According to the document, members of the prime minister’s local Conservative Association, many of whom are in their seventies, would be parachuted into the unfashionable holiday destination.

Those who survived the drop would seize control of key amenities while wearing green overalls and talking with ‘foreign sounding accents’.

The document states: “In making the case for war, claim that the island could launch an attack on London within two and a half hours, providing the hovercraft and trains are running as advertised.”

Following the declaration of war, Cameron would make Churchillian speeches and be photographed pretending to drive a tank.
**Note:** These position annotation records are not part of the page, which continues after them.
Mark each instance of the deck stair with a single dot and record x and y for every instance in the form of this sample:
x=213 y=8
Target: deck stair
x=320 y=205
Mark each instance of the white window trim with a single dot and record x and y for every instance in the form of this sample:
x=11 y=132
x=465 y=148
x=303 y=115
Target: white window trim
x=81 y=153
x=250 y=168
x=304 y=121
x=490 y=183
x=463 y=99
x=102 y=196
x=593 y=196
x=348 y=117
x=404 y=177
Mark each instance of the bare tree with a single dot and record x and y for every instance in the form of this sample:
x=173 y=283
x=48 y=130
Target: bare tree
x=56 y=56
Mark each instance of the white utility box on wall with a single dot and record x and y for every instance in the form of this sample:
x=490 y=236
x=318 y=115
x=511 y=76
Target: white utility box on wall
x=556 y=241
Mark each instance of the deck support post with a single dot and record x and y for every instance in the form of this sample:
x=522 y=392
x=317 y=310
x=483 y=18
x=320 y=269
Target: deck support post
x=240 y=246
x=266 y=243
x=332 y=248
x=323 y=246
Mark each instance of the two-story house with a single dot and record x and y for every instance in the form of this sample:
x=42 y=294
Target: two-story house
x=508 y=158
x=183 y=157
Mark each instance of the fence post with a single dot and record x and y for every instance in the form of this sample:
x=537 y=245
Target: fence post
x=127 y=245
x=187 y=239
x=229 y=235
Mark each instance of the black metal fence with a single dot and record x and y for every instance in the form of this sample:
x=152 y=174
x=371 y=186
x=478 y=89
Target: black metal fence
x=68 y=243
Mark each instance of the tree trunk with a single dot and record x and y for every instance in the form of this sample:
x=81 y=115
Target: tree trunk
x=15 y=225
Brigadier Tom Logan said: “The ‘battle’ to retake the Isle of Wight would go without a hitch, the loss of half a million conscripts from council estates and Labour voting families notwithstanding.

“A good winnable war for a holiday destination still relatively popular among elderly voters could unite a nation torn apart by fuel and snacks.”

The leaked memo also lists several other strategies for boosting the prime minister’s popularity.

They include ‘bogwash Clegg live on BBC2’, ‘be photographed in a vest with a spanner, fixing an old Datsun’ and ‘sex tape with Rhianna’.